Thu. Nov 13th, 2025

When President Emmerson Mnangagwa visited the Dubai Police General Headquarters recently, he came face-to-face with the future. He was shown artificial intelligence systems managing police patrols without a single human involved. He stood in awe. But it was his own words that hit harder than anything else. He admitted that Zimbabwe is “almost 1000 years behind in terms of technology” compared to Dubai.

That statement, while clearly an exaggeration, paints a painful picture. Zimbabwe is not just behind—it is frozen in time, stuck in a system that cannot keep up with the rest of the world. This is not just a technology problem. It is a leadership problem. It is a vision problem. And it is one created by the very people now pretending to be shocked by it.

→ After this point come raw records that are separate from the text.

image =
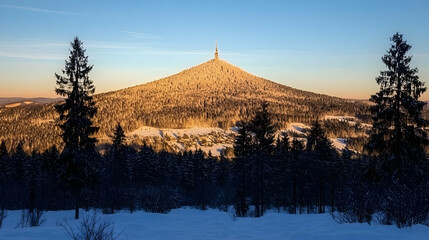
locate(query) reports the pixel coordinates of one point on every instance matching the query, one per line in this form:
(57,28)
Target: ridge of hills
(212,94)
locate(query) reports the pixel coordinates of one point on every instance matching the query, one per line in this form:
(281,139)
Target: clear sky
(331,47)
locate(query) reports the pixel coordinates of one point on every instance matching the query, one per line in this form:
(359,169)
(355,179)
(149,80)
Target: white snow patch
(162,132)
(339,143)
(186,223)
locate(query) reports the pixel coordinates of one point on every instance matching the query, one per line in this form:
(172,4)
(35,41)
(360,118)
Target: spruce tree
(242,150)
(261,160)
(75,117)
(398,129)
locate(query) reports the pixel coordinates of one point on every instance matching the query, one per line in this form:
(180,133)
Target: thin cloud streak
(139,35)
(33,56)
(36,9)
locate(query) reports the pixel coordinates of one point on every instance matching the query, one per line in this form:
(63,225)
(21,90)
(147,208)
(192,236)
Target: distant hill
(212,94)
(19,101)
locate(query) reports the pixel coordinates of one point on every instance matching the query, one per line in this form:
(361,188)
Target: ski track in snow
(188,223)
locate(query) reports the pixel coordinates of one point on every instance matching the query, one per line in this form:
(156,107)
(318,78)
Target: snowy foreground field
(189,224)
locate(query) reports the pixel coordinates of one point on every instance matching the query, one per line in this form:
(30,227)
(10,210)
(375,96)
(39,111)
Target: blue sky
(331,47)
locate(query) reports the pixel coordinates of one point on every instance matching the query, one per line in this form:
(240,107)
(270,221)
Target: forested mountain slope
(213,94)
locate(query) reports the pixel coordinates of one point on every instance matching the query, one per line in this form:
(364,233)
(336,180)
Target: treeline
(267,173)
(215,94)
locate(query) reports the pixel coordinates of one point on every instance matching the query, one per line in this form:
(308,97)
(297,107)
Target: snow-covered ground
(188,224)
(162,132)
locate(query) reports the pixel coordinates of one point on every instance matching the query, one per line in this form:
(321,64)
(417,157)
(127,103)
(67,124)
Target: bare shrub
(92,227)
(31,218)
(3,215)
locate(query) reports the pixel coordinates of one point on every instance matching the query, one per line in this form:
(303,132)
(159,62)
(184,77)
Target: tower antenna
(216,53)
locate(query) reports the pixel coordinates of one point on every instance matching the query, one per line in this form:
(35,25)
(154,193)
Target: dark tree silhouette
(75,117)
(398,128)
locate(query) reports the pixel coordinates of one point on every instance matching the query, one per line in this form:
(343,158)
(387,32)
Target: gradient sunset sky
(330,47)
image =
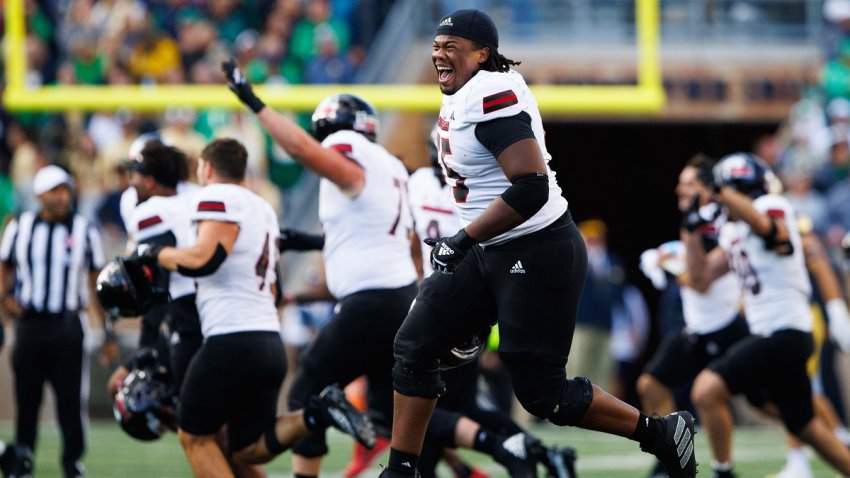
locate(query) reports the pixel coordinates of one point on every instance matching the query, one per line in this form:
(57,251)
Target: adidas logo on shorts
(445,250)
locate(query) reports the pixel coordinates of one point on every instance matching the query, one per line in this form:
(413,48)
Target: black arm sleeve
(211,266)
(162,240)
(496,135)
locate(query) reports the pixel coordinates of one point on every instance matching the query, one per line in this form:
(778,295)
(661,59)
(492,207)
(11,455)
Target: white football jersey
(472,172)
(366,236)
(433,213)
(237,297)
(160,215)
(130,199)
(776,288)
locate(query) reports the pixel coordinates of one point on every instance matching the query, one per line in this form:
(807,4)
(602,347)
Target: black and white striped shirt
(52,261)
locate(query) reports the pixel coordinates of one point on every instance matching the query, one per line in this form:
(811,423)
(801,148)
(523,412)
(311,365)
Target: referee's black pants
(50,348)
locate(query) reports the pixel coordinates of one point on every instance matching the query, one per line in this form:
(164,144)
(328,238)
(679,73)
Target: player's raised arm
(326,162)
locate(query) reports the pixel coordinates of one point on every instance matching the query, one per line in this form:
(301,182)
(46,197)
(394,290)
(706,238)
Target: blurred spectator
(270,63)
(155,57)
(179,133)
(82,160)
(115,154)
(603,293)
(837,166)
(195,35)
(835,75)
(311,31)
(837,27)
(329,65)
(26,160)
(228,18)
(806,200)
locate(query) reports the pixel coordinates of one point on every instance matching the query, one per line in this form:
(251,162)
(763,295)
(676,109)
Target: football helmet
(127,288)
(145,406)
(744,172)
(340,112)
(465,352)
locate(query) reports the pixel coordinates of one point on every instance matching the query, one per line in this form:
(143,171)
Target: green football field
(111,453)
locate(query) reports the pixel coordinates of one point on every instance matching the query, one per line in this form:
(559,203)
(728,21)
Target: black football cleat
(674,445)
(387,473)
(560,462)
(517,455)
(341,414)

While Dubai races ahead with artificial intelligence, smart infrastructure, and digital services, Zimbabwe struggles with basic internet access. Where Dubai is using data and innovation to run a city, Zimbabwe is still fighting corruption in simple service delivery. Our leaders talk about the future, but continue to rule like it’s the past.

The digital gap between Zimbabwe and developed nations is not new. It has been widening for decades. But it is only now, when Mnangagwa walks through the glossy corridors of Dubai’s high-tech command centres, that he admits how far behind we are. Why? Because it embarrasses him. But embarrassment is not enough. What Zimbabwe needs is leadership that understands technology, invests in it, and allows innovation to grow freely.

Innovation doesn’t just happen because a president says he wants it. It comes from an environment that supports new ideas, young minds, and bold experiments. Zimbabwe doesn’t have that. We have tight control, censorship, and fear. We have brain drain, where our best engineers and developers leave the country because they know they cannot grow here. We have an education system that is outdated, underfunded, and disconnected from the demands of the digital age.

STEM—science, technology, engineering, and maths—should be the core of our schools. Instead, our children are forced to learn under trees, with no electricity, no labs, no internet, and no hope. Research is almost dead. Innovation is left to a few startups who fight daily battles just to survive. There is no serious investment from the state, and the private sector is too scared or too small to make a difference.

If Mnangagwa really believes we are 1000 years behind, what is he doing to change it? It is not enough to travel to Dubai and take selfies with robots. He must look inward and see how his own government has failed to create the space for Zimbabwe to grow. He must accept that the same system he defends is the one choking the life out of progress.

The solution is not rocket science. Zimbabwe must invest heavily in its young people. It must support innovation hubs, science labs, and digital startups. It must stop criminalising freedom of speech and expression—because tech innovation thrives in a free and open society. It must offer real incentives for research and development. It must fix the electricity crisis, improve broadband infrastructure, and allow tech entrepreneurs to work without interference.

We cannot keep saying we want to be like Dubai, while behaving like North Korea. Zimbabwe must pick a side—either join the 21st century or stay trapped in the past.

Mnangagwa’s trip to Dubai could be a wake-up call. But only if he stops using these visits as photo opportunities and starts building something real back home. It’s time to stop admiring progress from a distance. Zimbabwe has the talent. What we lack is political will, good governance, and serious commitment to real change.

Until that happens, the digital age will keep moving forward, and Zimbabwe will keep falling behind—one year, one decade, one century at a time.